Unless you’ve been there, you just don’t know. And that’s not her fault. Hell, it’s not even mine. It’s nobody’s. Yet I just lumped her with it as though she should burden all the blame for the horrors that fucked me up as a man.

“I’m sorry, Cam.”

“No.” She whips around and marches back to the table, stopping by my side. “That’s the second time you’ve had to apologise to me for losing your temper, and you know what? It makes me think you’re not the kind of person I need to be around.”

She has a point.

“Let’s get my fucking bag then, and be done with it.”

“Let’s.”

I trail behind, my tail firmly tucked between my legs as she marches ahead, struggling over the chain on her own rather than accepting help from me again. Not a word is spoken as we cross the intersection again to her car, which for a chatterbox like Cammie, is kind of poignant.

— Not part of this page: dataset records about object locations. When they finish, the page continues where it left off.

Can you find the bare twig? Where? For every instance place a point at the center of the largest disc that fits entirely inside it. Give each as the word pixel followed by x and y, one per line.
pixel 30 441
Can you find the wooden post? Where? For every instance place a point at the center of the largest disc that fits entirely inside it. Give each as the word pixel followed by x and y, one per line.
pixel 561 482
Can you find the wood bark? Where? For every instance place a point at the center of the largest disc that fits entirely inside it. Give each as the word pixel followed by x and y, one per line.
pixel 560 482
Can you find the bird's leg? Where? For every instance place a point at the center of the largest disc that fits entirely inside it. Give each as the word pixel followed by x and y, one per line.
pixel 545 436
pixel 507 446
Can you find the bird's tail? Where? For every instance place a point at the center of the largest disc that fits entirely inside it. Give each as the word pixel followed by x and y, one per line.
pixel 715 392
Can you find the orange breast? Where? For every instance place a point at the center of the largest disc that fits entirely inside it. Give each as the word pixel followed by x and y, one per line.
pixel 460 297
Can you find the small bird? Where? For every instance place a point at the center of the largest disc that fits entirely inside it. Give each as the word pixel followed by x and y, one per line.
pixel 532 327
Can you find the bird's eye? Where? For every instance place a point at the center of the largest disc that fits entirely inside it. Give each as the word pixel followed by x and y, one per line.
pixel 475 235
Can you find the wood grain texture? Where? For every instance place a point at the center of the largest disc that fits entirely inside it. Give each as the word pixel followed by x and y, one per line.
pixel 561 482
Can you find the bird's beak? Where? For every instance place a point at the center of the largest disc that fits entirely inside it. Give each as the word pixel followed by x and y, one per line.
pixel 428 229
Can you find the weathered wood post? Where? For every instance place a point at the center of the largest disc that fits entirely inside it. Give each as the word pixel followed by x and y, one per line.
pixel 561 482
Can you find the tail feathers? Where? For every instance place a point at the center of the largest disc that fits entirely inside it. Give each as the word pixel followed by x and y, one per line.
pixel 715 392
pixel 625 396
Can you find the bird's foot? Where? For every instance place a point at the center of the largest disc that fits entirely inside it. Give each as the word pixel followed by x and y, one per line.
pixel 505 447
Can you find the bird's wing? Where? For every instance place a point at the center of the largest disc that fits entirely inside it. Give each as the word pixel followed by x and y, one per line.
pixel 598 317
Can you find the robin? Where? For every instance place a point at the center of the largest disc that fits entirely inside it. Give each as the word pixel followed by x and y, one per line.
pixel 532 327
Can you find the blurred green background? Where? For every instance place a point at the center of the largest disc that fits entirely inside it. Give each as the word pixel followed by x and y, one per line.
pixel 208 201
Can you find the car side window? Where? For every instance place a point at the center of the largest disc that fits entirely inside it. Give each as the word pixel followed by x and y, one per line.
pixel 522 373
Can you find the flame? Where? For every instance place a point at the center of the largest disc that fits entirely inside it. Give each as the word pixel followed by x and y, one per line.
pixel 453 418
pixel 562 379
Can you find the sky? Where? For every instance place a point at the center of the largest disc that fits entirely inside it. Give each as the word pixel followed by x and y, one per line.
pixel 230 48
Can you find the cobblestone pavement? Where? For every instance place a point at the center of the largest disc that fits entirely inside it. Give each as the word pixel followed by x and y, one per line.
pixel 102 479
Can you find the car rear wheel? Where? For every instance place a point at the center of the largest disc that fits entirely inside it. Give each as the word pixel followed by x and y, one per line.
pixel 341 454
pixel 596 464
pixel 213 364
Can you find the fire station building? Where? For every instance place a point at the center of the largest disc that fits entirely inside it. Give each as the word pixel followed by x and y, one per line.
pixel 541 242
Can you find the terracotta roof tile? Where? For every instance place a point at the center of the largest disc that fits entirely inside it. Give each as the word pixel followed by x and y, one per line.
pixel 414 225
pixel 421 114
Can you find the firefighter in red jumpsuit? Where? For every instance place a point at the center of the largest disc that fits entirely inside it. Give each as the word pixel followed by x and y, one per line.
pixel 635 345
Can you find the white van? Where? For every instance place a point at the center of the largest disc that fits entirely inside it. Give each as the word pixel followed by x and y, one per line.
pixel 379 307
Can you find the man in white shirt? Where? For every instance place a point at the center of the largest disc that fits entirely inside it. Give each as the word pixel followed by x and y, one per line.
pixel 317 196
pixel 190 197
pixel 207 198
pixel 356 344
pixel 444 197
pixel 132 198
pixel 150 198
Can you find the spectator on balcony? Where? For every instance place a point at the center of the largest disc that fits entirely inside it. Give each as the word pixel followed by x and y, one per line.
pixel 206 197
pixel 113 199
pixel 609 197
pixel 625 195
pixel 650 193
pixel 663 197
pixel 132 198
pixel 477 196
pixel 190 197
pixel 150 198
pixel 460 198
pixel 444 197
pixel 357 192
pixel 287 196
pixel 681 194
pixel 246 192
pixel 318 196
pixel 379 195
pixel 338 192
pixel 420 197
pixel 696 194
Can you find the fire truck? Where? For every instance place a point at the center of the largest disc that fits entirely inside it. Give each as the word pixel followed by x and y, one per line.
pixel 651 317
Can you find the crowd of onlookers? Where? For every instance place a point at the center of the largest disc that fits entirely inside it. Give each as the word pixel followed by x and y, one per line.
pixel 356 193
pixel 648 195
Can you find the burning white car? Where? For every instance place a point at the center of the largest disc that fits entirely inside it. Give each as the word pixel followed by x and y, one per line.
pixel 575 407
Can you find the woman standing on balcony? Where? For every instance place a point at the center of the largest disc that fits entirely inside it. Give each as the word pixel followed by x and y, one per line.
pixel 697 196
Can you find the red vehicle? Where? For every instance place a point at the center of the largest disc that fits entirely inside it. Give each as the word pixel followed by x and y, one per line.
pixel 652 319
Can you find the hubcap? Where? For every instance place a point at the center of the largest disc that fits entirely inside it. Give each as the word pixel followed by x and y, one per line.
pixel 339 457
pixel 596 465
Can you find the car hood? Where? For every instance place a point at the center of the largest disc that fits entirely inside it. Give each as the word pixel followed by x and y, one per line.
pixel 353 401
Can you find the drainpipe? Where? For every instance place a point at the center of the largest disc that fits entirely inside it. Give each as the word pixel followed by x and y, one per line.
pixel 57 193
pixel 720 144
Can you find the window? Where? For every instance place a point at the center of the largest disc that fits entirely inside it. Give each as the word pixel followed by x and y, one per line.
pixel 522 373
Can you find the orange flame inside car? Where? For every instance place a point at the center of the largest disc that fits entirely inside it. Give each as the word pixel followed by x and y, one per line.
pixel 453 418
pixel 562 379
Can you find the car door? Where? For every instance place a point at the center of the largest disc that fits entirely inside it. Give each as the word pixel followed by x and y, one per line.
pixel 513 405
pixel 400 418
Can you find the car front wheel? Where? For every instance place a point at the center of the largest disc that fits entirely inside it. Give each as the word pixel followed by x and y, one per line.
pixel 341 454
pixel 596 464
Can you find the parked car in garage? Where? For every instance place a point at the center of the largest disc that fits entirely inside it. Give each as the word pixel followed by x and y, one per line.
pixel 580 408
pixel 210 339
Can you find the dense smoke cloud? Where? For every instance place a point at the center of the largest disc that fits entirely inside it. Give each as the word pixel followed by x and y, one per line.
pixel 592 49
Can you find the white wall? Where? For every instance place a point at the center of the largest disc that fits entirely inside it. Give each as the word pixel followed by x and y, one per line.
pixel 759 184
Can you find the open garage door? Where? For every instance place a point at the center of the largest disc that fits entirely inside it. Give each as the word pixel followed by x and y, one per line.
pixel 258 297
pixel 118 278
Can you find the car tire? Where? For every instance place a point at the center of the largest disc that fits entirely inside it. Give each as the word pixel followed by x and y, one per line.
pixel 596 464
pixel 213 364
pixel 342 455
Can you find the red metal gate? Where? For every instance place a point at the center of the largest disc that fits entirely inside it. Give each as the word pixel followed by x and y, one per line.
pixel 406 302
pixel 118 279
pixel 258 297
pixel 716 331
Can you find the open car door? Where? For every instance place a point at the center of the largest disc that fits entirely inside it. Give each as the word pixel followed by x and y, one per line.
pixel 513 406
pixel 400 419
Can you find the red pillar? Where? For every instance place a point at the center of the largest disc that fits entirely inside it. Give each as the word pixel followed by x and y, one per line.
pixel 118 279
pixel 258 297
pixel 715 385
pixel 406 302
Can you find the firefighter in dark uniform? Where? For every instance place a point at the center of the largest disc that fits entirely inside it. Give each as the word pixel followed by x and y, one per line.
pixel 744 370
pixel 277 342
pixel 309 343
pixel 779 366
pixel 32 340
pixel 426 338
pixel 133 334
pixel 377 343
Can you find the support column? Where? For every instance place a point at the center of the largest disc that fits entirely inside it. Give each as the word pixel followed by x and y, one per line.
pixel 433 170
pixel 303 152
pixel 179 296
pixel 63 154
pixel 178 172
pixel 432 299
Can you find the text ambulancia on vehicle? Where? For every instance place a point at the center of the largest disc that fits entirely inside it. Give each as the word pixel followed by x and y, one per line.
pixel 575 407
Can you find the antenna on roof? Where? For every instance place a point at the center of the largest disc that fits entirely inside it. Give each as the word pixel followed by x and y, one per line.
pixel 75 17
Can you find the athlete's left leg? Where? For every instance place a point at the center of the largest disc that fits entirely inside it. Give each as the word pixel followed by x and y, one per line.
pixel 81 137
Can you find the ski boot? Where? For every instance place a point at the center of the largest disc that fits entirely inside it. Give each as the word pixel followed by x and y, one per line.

I can’t imagine many people piss her off to the extent that they actually get the silent treatment. And what’s weirder is, after wishing she’d shut the fuck up for the better part of a day, I miss her voice.

She pops the trunk on her car, and wrestles my pack out of the back before dropping it unnecessarily hard on the road.

“Thanks for the place to stay.” I don’t even look at her; I don’t deserve to meet her eyes.

“Best of luck, Duke.” She makes no bones about getting in her car and turning it on, signalling that she’s ready to leave. I heave the pack up to my shoulder, and after checking the way is clear, cross the road to Archie’s workshop.

Her motor runs behind me, the soft hum of the engine as it idles. The urge is too strong as I reach the door to the office, so I give in and look back at where her BMW stays stationary on the roadside. From this angle it’s too hard to see what she’s doing. The fact she hasn’t chosen to drive away yet, to me, means one of two things: she’s checking I make it over here okay, or she’s too mad to think straight.

Knowing the effect I have on people, I’m going with the latter.